By Dr. Gregory Lyons, PsyD, LCPC.
8/4/2025.
In today’s connected world, artificial intelligence is not just shaping our future—it’s shaping our children. From smart toys and learning apps to chatbots and personalized content feeds, AI is becoming a central part of how young people play, learn, and socialize. As a therapist, I’ve seen how this evolving digital landscape impacts emotional development, identity formation, and even interpersonal trust. But before we point fingers, it’s important to reframe our perspective: AI is not the villain. It’s the tool.
What truly matters is how that tool is used—and by whom.
Corporate Influence and Emotional Design.
While AI itself is neutral, corporations designing AI tools often aren't. Many companies use AI algorithms to gather detailed behavioral data from children, optimizing content and app features to keep them engaged—sometimes in ways that mirror addictive patterns. Games reward compulsive play, while social media filters promote unattainable beauty ideals. Some apps may even learn a child’s preferences to push specific products or manipulate emotions for engagement.
In such cases, it’s not about a child “spending too much time on their tablet.” It’s about systems engineered to capitalize on attention, identity exploration, and emotional vulnerability—all under the guise of personalization.
Emotional Development in the AI Age.
Children aren’t just learning reading and math from apps—they’re absorbing messages about self-worth, social rules, and who they need to be to receive attention. AI-generated praise, curated feeds, and feedback loops can reinforce shallow forms of validation, which may lead to insecurity, over-comparison, or difficulty forming deep, reciprocal relationships.
Parents often ask, “Is this ruining my child’s development?” The answer isn’t clear-cut. Some AI tools support creativity, autonomy, and learning. But others bypass emotional safety in favor of corporate outcomes. The difference lies in intentionality, boundaries, and conversation.
Guidance Without Guilt.
As caregivers, educators, or clinicians, we must shift from blame to empowerment and awareness. Children don’t need shame about their screen time—they need safe, open dialogue about their experiences. Questions like:
“How do you feel after using that app?”
“Do you think the characters care about you, or are they just trying to keep you playing?”
“What do you think that chatbot knows about you?”
These reflections help build emotional insight and digital literacy—tools that can travel with them into adulthood.
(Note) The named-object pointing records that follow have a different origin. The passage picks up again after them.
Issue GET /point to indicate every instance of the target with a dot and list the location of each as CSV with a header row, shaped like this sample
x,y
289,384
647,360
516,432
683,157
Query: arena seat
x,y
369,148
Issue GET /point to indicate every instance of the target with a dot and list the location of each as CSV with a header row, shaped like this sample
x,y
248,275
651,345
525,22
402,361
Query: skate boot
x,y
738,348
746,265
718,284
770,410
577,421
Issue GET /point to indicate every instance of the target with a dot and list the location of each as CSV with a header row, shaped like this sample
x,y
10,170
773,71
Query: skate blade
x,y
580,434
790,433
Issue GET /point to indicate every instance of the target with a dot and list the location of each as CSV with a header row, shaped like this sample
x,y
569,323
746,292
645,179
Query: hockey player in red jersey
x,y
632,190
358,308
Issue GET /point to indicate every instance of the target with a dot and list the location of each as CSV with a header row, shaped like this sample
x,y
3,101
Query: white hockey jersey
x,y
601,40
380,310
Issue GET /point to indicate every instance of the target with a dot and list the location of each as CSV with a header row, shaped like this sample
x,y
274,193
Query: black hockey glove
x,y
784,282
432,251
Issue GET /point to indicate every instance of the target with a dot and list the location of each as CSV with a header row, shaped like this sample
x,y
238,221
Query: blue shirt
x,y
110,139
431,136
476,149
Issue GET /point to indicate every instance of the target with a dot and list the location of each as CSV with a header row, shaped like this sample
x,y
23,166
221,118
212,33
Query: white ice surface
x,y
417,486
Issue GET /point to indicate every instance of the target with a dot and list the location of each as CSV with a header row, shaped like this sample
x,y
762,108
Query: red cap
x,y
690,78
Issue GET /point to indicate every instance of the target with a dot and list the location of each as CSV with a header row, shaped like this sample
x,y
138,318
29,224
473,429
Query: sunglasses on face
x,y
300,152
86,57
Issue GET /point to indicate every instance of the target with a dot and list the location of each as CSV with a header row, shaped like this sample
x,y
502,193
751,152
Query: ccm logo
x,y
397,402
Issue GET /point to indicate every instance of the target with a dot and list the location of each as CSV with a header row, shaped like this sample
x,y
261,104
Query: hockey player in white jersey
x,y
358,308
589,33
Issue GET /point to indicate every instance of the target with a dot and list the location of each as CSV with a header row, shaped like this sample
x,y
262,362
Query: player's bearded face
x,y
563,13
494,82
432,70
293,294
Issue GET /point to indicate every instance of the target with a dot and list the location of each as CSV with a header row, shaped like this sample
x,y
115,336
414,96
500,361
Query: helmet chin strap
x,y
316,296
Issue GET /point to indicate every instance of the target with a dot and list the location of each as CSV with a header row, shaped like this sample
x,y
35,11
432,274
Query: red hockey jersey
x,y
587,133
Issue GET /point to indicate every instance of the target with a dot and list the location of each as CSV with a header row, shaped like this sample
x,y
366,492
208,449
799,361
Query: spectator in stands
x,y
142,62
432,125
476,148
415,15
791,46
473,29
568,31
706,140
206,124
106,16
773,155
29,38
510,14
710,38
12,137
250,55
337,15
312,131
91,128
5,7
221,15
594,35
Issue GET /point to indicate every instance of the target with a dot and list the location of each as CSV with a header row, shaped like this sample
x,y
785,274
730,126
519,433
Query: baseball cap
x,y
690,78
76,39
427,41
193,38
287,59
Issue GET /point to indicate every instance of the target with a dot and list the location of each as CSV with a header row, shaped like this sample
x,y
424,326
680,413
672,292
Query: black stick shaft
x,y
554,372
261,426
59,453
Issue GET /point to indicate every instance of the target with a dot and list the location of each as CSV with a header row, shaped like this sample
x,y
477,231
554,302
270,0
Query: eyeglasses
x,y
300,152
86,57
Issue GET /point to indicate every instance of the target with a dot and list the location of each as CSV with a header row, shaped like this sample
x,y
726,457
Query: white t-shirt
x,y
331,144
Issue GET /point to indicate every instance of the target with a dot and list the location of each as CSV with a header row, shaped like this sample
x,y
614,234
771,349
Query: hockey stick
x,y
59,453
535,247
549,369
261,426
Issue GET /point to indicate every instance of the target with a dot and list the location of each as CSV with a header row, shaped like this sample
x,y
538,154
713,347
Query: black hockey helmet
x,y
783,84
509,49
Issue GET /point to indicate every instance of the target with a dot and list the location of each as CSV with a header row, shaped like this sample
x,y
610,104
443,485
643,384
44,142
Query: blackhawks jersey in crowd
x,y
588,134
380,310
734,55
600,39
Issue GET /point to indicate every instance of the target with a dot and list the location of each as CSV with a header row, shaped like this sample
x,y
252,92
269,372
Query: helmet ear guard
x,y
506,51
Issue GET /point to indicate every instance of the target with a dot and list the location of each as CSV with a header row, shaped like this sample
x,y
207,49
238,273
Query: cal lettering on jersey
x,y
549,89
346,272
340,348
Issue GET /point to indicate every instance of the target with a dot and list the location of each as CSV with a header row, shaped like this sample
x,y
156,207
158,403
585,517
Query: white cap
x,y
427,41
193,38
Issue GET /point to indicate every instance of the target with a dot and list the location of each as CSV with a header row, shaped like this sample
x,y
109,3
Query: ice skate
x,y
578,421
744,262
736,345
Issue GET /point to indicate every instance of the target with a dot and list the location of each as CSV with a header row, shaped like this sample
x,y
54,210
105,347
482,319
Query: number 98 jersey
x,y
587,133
Our Role: Protect, Reflect, Regulate.
We must also advocate for greater regulation and transparency. Corporations should be held accountable when AI systems target children in harmful or manipulative ways. Laws need to evolve with technology, and companies should be transparent about how data is used and what algorithms are doing.
Until then, our best defense is awareness and support: helping children question what they see, trust their instincts, and know that their real-world emotions are more important than an algorithm’s agenda.